The story goes that Agahnim has secured power in Hyrule as a chief advisor to the king, but uses this position to usurp the throne and break the ancient seal that confines the worst evil to the Dark World. Though the breaking of the seal does do some cool stuff like allow access to the Hookshot and give you a chance to make friends with the Rupee Monkey (this is one savvy fucking monkey who knows how to make a living off of his monkey skills), it also does some pretty lame stuff involving maidens and crystals.
Slimiest Moment: This guy is constantly sending maidens to distant lands in crystal prisons. While it's good that Agahnim never sends them tweets of his Master Sword, as some politicians tend to, this is still really uncool.
2.) Frank Fontaine - Bioshock
Campaign flagging? In need of a surge? Hook yourself up to psychic power fluid!
Spoiler alert for this entry if you haven't played the game, because even though we've passed the five-year courtesy mark, I'd hate to ruin the outstanding plot for anyone who has yet to take the bathysphere to hell that is Bioshock.
Is everybody gone who never played Bioshock? Yeah? Okay, great. Then we can talk about how Fontaine is a giant, giant asshole. I know this pick kind of blurs the line between politician and mob boss a little bit, but I think it's justified. Frank Fontaine, using everything at his disposal from smuggling to straight-up mind control, brutally wrests power from the founder and de facto mayor of Rapture, Andrew Ryan. And while Ryan is no Abraham Lincoln in terms of spotless political records, at least he believes in his bullshit. The only thing Fontaine believes in is power.
Slimiest Moment: Fontaine controls your every action by saying a cute little phrase. It would be like if you found out that every time Herman Cain said "9-9-9" he was actually activating a mind control mechanism that made you donate to a Super PAC.
1.) You - SimCity
One phone call to her alien pals and the mayor's boredom is cured! Cost to city: $4 billion worth of property damage and countless incinerated human beings.
So maybe you are that one SimCity player who is in it for the good of your simulated city. You want your administration to usher in a golden age for this city, lifting it from humble beginnings to lofty heights. Perhaps you are the ideal mayor, in it for all the right reasons, and maybe you refuse to let the power you hold over all those Sim lives affect you in any way.

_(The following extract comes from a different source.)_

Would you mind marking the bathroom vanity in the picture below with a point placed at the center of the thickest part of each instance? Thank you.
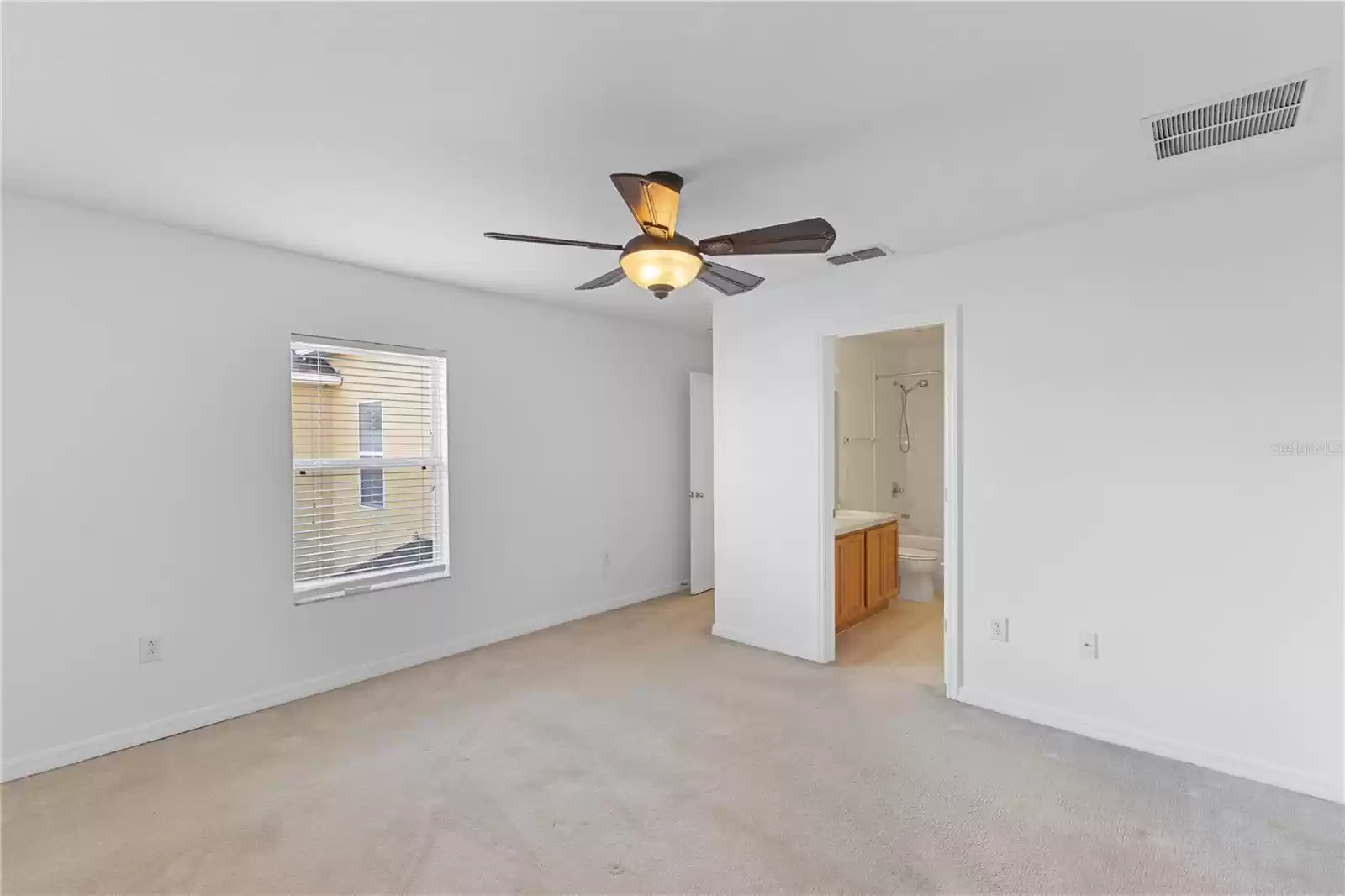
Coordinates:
(865, 564)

But let's not lie to each other. If you're reading this and you've played SimCity, you are most likely guilty of an array of political crimes ranging from something as simple as misuse of city funds to something as sinister as the establishment of what is pretty much a municipal dictatorship.
If you play SimCity anything like I do, you've built sports stadiums in the middle of the woods outside of town and zoos directly adjacent to nuclear power plants. Your rail system doesn't make any sense and your roads are hellish loops of traffic chaos.
But, more chillingly, you've essentially made yourself emperor of the city. Besides the constant bitching of your aide, you encounter little opposition to your plans, even if they are nightmarish. You don't worry about being voted out of office, because you are the most powerful mayor in the universe.
Slimiest Moment: I think it was that one time you got bored and so you triggered simultaneous fires, floods, tornadoes, earthquakes and Godzilla attacks upon your unsuspecting populace. That's not going to look good when you run for governor.